Comecemos pelo que já se conhece, primeiro.

Antes de haver morte há muitas coisas, acontecem muitas coisas que nos podem dar pistas. E uma das que estudamos tem a ver com a atividade sináptica. As sinapses são as zonas onde os neurónios comunicam, são zonas muito ativas; os neurónios podem disparar até 200 vezes por segundo, portanto, são obviamente células sujeitas a uma grande tensão durante toda a vida. Acontece que não podemos seguir pessoas e seccionar cérebros, mas nos modelos animais sabemos que há alterações das sinapses que precedem esta morte e que são reversíveis e essa é uma grande vantagem. Um exemplo muito claro tem a ver com o stress crónico e foi revelado por um estudo que fizemos. Estudamos muito os fatores de risco para perder esta atividade sináptica e, no fundo, tentar arranjar pistas para reverter a situação, porque nesta fase ainda conseguimos ter margem de manobra. Alguns estudos que fizemos na área do stress crónico ou do stress pós-traumático mostram que um stress sustentado por um período prolongado causa alterações nas áreas da memória que se refletem no volume do hipocampo, por exemplo.
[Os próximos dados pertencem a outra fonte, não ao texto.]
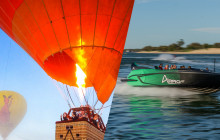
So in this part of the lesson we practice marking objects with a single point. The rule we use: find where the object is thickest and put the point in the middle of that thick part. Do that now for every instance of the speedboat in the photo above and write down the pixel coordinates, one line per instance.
(197, 80)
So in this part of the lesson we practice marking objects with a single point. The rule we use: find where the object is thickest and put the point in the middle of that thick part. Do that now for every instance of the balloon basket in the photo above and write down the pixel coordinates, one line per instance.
(79, 129)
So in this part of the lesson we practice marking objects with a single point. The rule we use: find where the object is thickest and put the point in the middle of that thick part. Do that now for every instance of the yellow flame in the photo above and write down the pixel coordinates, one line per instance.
(80, 77)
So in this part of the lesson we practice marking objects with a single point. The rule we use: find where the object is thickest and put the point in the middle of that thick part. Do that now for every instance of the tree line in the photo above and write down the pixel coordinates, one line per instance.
(178, 46)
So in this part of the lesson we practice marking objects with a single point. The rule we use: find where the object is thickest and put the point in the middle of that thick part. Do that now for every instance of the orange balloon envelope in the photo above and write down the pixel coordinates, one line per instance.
(58, 34)
(12, 110)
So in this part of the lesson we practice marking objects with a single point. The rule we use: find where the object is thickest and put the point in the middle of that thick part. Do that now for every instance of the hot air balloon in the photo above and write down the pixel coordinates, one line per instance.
(78, 43)
(12, 110)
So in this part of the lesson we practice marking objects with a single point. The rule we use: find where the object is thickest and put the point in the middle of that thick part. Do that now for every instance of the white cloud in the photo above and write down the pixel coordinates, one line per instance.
(208, 30)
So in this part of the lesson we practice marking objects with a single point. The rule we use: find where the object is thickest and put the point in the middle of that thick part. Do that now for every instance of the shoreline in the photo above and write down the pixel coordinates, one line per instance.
(201, 51)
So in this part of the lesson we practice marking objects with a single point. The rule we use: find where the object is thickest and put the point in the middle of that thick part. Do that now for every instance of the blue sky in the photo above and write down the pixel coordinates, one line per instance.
(162, 22)
(154, 22)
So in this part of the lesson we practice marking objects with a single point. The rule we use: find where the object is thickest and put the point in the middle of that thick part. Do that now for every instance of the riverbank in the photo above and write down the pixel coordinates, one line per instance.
(201, 51)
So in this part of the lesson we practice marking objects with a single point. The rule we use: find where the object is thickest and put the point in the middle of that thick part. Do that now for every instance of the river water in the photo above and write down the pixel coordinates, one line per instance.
(164, 113)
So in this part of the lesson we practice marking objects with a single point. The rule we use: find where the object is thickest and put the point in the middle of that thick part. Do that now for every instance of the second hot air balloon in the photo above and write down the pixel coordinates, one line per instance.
(78, 43)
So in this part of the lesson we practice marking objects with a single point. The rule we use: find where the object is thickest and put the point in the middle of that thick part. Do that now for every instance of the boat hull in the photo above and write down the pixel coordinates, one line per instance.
(195, 80)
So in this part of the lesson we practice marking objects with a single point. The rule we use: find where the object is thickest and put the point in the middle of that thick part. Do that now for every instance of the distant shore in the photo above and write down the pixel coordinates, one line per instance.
(201, 51)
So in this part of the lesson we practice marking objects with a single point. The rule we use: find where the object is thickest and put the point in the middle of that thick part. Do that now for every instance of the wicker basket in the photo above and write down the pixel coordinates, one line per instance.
(78, 130)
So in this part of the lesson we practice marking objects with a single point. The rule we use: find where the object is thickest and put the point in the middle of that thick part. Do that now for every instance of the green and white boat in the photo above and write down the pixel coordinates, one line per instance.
(191, 79)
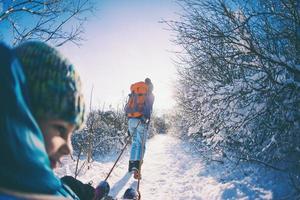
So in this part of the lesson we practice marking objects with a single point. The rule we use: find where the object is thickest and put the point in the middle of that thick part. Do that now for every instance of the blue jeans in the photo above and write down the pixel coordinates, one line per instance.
(138, 131)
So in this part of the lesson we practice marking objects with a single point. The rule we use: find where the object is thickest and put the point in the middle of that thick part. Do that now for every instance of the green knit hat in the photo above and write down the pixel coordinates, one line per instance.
(54, 85)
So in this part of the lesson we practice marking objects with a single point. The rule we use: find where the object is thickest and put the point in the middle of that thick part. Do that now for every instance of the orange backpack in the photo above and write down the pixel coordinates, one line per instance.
(136, 101)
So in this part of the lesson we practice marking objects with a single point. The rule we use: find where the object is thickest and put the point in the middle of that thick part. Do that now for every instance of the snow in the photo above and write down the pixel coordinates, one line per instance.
(172, 171)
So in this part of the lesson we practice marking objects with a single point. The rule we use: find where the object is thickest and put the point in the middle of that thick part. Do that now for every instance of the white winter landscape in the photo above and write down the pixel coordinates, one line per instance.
(172, 172)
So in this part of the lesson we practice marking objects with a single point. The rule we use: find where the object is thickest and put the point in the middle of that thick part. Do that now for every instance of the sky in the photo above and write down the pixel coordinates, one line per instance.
(125, 43)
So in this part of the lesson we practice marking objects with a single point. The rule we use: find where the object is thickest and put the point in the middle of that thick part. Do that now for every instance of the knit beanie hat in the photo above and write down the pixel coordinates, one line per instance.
(149, 83)
(53, 84)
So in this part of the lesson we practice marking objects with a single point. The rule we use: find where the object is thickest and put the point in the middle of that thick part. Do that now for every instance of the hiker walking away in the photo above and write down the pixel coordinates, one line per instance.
(41, 105)
(138, 110)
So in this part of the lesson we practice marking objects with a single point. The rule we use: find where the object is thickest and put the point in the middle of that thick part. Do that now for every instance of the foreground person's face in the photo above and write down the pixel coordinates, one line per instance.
(57, 136)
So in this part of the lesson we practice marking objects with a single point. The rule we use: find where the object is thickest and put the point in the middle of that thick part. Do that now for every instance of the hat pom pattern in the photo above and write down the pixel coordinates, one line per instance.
(54, 85)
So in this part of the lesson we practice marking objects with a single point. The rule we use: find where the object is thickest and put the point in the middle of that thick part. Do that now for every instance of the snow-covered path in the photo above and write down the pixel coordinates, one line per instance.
(170, 173)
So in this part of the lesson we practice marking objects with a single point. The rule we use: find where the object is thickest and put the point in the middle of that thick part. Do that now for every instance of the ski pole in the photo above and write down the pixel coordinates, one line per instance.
(127, 141)
(140, 164)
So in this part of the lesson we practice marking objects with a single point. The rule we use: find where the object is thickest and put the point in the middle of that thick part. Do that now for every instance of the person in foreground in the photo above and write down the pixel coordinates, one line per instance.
(41, 105)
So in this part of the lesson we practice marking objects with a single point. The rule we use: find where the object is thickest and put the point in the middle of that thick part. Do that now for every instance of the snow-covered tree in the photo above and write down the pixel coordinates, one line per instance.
(104, 132)
(239, 87)
(45, 20)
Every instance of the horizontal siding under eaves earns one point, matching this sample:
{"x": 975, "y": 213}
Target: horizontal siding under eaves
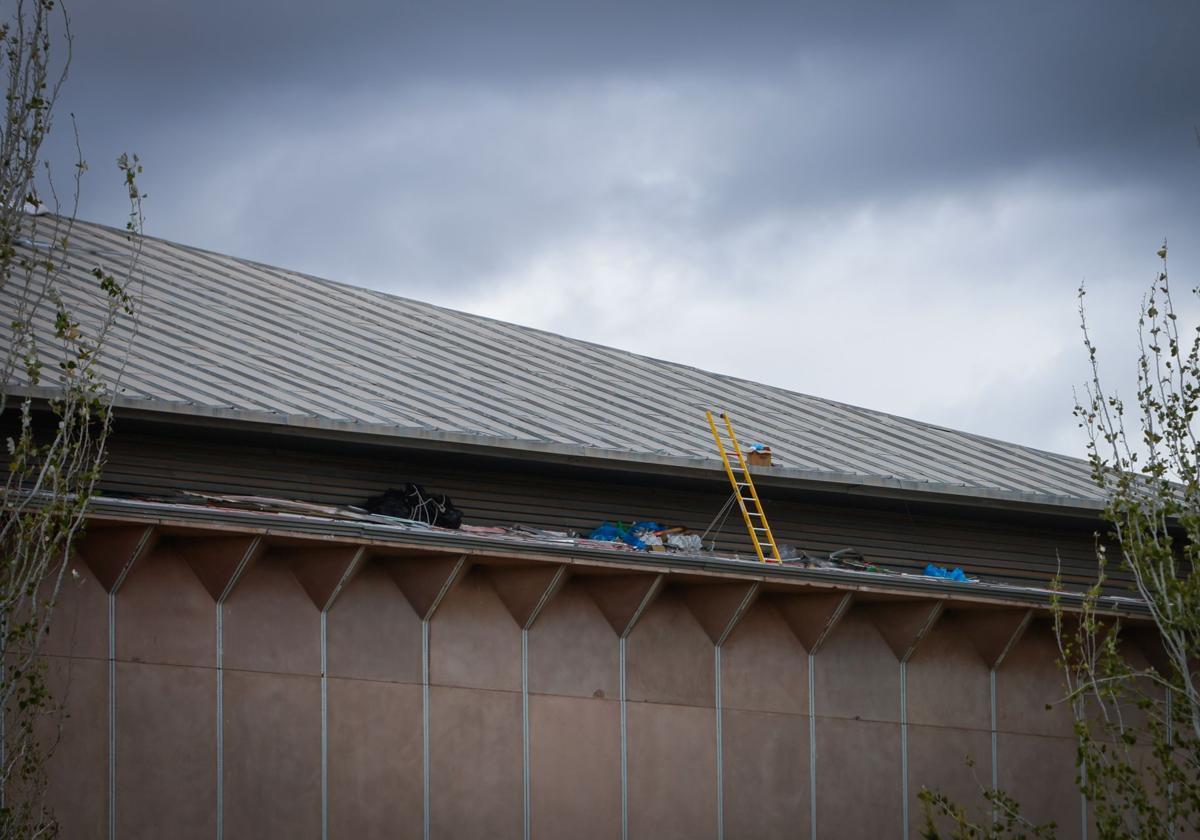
{"x": 1026, "y": 555}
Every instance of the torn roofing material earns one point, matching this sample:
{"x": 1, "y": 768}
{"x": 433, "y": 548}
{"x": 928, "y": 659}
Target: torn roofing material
{"x": 226, "y": 337}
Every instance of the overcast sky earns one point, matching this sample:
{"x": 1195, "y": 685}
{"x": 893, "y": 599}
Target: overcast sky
{"x": 887, "y": 204}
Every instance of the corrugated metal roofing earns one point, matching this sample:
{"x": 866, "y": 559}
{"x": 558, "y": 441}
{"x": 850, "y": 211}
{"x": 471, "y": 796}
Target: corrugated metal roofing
{"x": 229, "y": 337}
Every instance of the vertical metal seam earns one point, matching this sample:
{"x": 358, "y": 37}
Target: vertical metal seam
{"x": 1169, "y": 709}
{"x": 525, "y": 726}
{"x": 720, "y": 755}
{"x": 220, "y": 724}
{"x": 324, "y": 730}
{"x": 112, "y": 714}
{"x": 351, "y": 568}
{"x": 813, "y": 753}
{"x": 624, "y": 749}
{"x": 425, "y": 726}
{"x": 112, "y": 679}
{"x": 904, "y": 747}
{"x": 995, "y": 733}
{"x": 1083, "y": 777}
{"x": 651, "y": 592}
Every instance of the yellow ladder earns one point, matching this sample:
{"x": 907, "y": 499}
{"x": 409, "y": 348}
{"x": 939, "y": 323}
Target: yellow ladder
{"x": 751, "y": 508}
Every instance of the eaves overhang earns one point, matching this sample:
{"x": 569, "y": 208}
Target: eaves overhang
{"x": 586, "y": 457}
{"x": 373, "y": 538}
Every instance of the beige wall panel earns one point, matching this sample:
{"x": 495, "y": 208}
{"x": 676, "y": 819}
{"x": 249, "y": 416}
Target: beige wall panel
{"x": 937, "y": 761}
{"x": 766, "y": 774}
{"x": 669, "y": 657}
{"x": 762, "y": 665}
{"x": 1039, "y": 773}
{"x": 1027, "y": 681}
{"x": 78, "y": 768}
{"x": 473, "y": 640}
{"x": 574, "y": 768}
{"x": 372, "y": 633}
{"x": 79, "y": 623}
{"x": 475, "y": 763}
{"x": 375, "y": 760}
{"x": 166, "y": 751}
{"x": 858, "y": 778}
{"x": 672, "y": 772}
{"x": 856, "y": 673}
{"x": 269, "y": 622}
{"x": 573, "y": 649}
{"x": 271, "y": 755}
{"x": 165, "y": 615}
{"x": 948, "y": 683}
E já se sabia há muito tempo, por estudos de outros colegas, que pode haver atrofia do hipocampo - uma zona crucial para a memória - no caso do stress pós-traumático de soldados de guerra.

O que é que não se sabe?

Na altura pensava-se: isto é muito grave, estas pessoas nunca mais vão recuperar. Só que depois viu-se que é reversível. Ou seja, o que estamos a perder é um pouco o desbaste dos ramos dos neurónios. E é nessa fase que queremos atuar: o que é que leva a haver uma perda sináptica, muito antes de haver a perda da célula em si, e quais os mecanismos, quais os alvos e de que forma podemos atuar. Temos estudos em stress crónico, temos estudos em disfunção circadiária - quem trabalha por turnos e tem uma dessincronizarão do ritmo de trabalho com o ritmo biológico - e trabalhamos com o envelhecimento. De que forma é que isto pode ser um interruptor para a neurodegeneração.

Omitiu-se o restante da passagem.